Credit: ©The Royal Society
    Image number: RS.21203

    Eudiometer

    Date
    1808
    Creator
    Wilson Lowry (1762 - 1824, British) , Engraver
    Object type
    Library reference
    9183
    Material
    Dimensions
    height (print): 210mm
    width (print): 128mm
    Content object
    Description
    Study of a eudiometer, consisting of a graduated cylindrical glass tube, a stand with clasp and screw, and an iron cylinder containing a spiral spring.
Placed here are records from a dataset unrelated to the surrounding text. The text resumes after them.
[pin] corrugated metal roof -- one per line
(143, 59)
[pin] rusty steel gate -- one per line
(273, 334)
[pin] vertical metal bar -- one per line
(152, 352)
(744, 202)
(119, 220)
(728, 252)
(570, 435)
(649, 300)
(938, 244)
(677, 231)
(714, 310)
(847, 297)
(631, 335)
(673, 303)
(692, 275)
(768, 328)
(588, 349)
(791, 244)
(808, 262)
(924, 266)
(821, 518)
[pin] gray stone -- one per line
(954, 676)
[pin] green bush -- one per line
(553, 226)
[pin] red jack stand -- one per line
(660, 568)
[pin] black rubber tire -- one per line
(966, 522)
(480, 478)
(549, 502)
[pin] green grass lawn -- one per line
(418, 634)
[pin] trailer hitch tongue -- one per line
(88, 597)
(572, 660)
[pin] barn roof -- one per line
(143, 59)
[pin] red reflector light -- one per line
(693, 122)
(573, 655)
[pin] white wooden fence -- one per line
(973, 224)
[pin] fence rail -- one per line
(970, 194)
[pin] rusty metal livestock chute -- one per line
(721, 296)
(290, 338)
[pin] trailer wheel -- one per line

    The accompanying article commences: ‘The enclosed drawing (Plate I) represents a eudiometer we lately made on the suggestion of Mr. Davy, for the more commodious display of the formation of water, by the combustion of the two gases, oxygen and hydrogen, by means of the electric spark.’
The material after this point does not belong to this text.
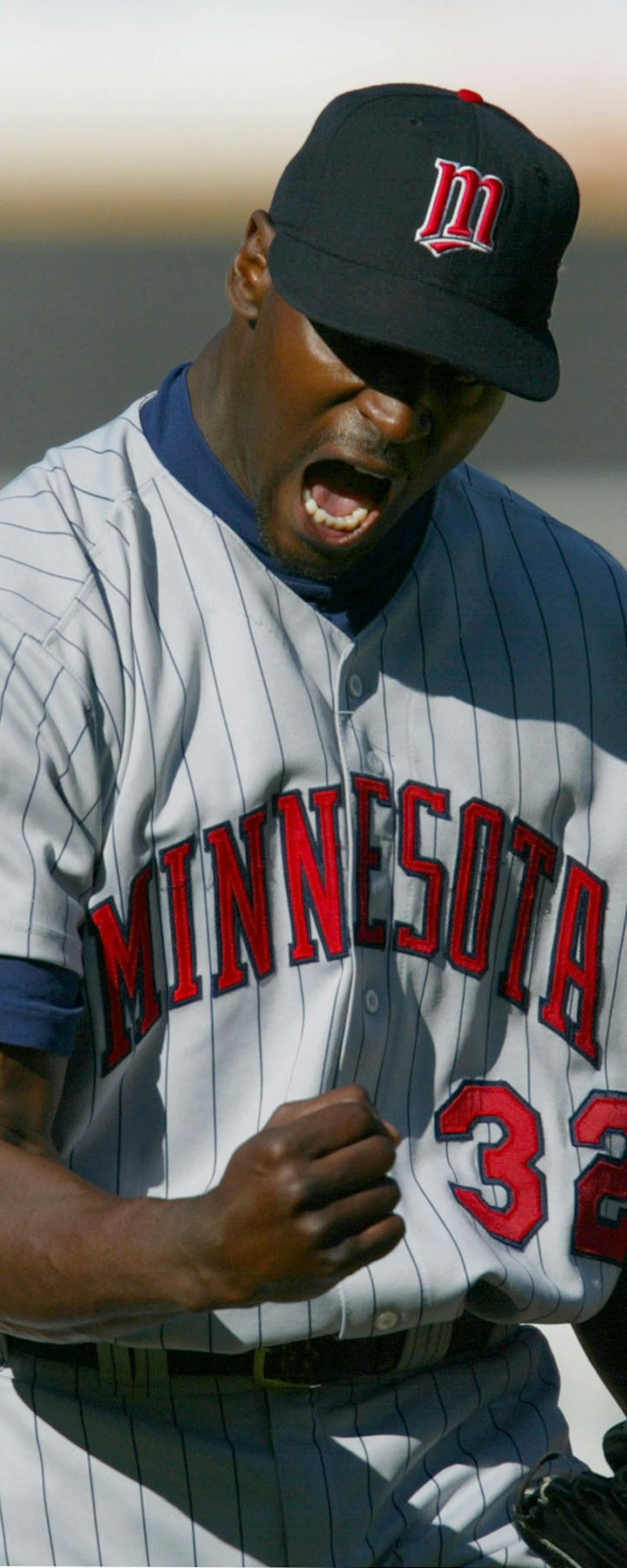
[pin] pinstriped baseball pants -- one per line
(414, 1472)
    Plate 1, illustrating the paper: ‘Description of a new eudiometer, invented by H. Davy, Esq., F.R.S., for the combustion of oxygen and hydrogen gases’. By R. Knight. The Philosophical Magazine…[edited] by Alexander Tilloch, v.31, (1808) p.4.
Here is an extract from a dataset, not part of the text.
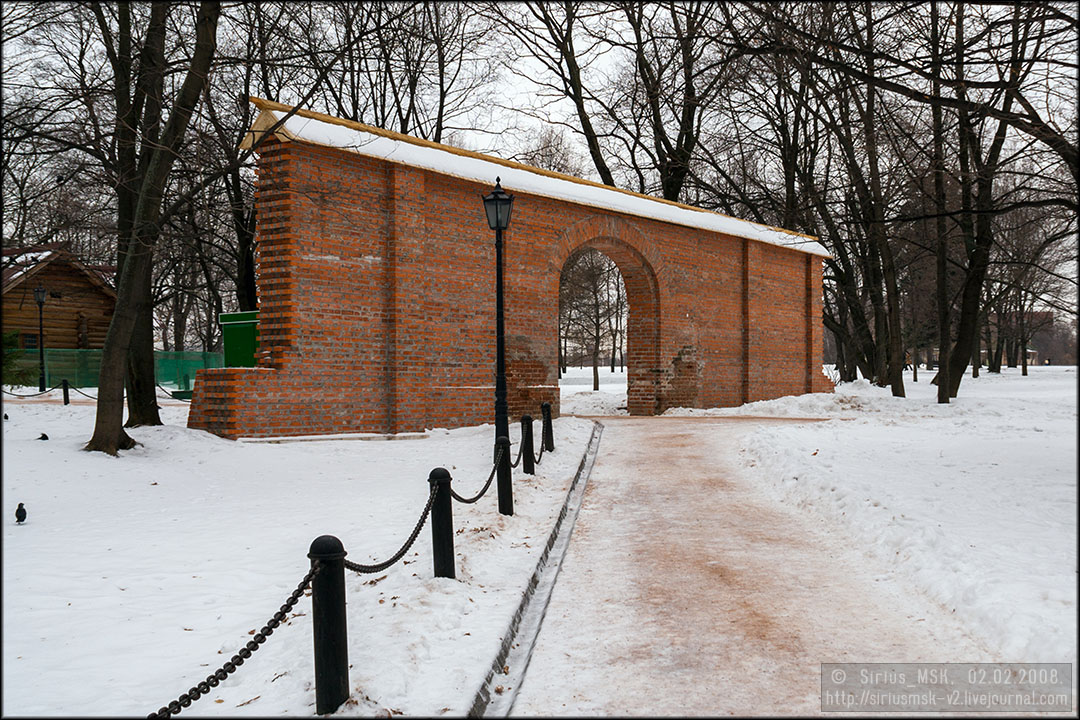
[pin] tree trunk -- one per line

    Inscribed above: ‘Philo. Mag. Pl.XXXI Pl.I. Davy’s improved Eudeometer’. Inscribed below: ‘Lowry sculp. 121’.

    Wilson Lowry (1762-1824), British engraver and geologist, was elected a Fellow of the Royal Society in 1812.

    Sir Humphry Davy (1778-1829), British chemist and inventor, was elected a Fellow of the Royal Society in 1803. He served as President from 1820 to 1827.

    Richard Knight (1768-1844), British chemist and instrument maker.